1:00 PM EST, December 20, 2013
The problems with Baltimore's speed camera program ran much deeper than the issues The Sun describes with the two vendors who operated the cameras and administered the issuance of citations ("City plans to buy out camera contract," Dec. 17).
First, the law permitting speed cameras in "school zones" was well-intentioned and allowed the placement of cameras a considerable distance from schools as an aid to enforcing school zone speed limits and assuring the safety of children in the vicinity of schools. This did not mean, however, that the city should place its cameras at the maximum distance from the school allowed by law, unless there was a specific need to do so for the safety of school children. Unfortunately, Baltimore violated the spirit of the law by locating its cameras on main thoroughfares which were distant from, and had no apparent connection with, any school.
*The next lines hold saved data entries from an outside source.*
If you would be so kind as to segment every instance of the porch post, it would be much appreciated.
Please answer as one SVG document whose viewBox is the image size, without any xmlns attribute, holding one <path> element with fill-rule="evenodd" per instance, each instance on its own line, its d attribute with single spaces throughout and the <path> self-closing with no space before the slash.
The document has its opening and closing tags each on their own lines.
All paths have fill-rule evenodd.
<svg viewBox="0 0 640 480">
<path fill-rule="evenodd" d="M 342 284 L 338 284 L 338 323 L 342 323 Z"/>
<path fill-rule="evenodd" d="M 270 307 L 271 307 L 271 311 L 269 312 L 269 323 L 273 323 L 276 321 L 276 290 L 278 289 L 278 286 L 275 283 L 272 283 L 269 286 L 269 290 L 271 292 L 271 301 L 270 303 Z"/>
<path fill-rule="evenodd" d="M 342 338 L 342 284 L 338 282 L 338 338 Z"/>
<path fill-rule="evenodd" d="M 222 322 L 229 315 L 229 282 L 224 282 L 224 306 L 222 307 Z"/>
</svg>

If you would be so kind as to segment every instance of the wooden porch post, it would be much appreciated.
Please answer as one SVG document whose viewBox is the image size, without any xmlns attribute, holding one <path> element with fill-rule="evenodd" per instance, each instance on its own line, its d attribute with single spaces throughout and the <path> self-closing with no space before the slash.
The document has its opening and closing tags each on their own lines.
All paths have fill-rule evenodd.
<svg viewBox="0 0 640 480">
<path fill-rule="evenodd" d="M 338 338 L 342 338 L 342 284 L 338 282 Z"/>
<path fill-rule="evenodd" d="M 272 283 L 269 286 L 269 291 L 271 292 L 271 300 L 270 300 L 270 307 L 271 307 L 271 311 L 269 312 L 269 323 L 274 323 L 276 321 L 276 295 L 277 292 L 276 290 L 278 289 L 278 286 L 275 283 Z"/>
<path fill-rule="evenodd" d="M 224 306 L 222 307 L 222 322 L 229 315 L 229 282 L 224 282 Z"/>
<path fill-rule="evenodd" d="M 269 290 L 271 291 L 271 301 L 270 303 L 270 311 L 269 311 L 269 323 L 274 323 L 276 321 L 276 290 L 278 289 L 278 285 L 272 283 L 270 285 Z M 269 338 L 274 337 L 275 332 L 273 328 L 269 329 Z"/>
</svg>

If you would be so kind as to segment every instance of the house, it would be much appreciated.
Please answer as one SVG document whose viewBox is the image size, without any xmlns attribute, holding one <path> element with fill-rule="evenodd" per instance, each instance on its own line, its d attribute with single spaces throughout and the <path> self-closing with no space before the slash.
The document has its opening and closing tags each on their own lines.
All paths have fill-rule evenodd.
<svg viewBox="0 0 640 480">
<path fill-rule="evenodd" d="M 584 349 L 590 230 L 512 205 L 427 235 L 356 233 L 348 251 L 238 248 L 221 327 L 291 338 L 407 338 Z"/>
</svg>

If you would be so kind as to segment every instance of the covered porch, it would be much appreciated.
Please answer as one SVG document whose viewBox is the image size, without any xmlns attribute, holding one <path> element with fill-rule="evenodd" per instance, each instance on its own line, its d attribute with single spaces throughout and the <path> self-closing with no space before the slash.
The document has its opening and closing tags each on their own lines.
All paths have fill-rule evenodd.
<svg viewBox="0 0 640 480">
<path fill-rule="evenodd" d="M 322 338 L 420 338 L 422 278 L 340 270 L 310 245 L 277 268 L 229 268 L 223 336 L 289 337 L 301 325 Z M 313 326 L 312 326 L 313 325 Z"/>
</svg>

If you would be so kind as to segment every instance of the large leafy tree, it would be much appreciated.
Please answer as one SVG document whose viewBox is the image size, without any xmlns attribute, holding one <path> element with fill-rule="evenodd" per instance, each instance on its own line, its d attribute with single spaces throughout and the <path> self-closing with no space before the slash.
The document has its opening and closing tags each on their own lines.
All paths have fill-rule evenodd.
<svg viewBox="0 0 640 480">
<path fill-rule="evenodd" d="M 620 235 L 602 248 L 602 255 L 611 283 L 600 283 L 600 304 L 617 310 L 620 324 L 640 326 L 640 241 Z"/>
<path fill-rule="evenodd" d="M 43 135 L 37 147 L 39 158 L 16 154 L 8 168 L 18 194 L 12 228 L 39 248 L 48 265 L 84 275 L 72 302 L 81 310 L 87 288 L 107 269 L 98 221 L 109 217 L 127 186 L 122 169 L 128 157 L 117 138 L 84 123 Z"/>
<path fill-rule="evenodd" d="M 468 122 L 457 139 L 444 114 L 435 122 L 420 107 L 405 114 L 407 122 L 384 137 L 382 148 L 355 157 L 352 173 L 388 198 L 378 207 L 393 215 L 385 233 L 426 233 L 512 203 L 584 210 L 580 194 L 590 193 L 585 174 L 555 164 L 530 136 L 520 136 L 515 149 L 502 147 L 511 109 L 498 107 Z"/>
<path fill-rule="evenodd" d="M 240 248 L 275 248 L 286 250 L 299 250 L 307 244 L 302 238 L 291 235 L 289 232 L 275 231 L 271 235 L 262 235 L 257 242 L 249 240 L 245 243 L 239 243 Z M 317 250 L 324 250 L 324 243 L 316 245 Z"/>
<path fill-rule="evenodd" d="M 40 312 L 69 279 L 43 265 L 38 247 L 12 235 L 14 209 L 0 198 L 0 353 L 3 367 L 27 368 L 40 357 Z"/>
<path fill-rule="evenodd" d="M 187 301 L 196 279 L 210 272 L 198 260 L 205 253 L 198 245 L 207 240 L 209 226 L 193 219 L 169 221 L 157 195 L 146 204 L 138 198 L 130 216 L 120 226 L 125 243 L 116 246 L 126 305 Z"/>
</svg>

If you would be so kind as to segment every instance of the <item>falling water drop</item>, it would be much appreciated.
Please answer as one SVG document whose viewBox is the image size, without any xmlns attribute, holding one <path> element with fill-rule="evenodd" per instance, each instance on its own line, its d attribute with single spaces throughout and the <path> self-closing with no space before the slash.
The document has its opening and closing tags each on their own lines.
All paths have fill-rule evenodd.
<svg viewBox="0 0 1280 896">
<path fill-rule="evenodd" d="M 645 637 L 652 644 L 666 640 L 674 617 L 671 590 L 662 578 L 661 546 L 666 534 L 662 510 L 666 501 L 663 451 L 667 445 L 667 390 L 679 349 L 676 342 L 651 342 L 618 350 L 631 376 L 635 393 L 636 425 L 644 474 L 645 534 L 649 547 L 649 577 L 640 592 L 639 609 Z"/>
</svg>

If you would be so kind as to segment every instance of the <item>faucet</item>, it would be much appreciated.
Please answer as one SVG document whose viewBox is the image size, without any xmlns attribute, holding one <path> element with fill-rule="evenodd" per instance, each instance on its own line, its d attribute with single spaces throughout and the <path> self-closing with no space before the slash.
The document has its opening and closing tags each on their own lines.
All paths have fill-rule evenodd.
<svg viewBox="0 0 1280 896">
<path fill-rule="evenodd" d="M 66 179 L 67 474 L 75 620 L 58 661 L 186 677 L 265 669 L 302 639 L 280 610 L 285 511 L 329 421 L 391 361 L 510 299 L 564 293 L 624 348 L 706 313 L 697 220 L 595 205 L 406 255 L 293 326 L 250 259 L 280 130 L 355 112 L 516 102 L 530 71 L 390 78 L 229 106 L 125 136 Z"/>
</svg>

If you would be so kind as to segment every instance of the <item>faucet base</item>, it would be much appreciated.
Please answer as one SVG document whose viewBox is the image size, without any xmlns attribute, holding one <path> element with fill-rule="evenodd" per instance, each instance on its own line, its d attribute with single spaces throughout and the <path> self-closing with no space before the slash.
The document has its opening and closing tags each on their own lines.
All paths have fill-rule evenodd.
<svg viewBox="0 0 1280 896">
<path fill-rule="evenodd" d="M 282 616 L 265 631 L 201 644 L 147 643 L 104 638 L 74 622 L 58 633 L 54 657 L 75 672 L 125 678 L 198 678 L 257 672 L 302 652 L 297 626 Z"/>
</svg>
Under the program, large swaths of the city were designated as "school zones" with no apparent purpose other than to support the city's entitlement to fines from unsuspecting motorists. The city's intention that the speed camera program was to serve primarily as a revenue producer, rather than a safety measure, is further illustrated by the fact that citations were issued at times when schools were obviously closed, such as during vacation periods.
If Baltimore's school zone speed camera program is to be resurrected, it should be administered in a way that the public will have confidence that its primary purpose is for the safety of children, rather than just another measure to generate revenue for the city's coffers.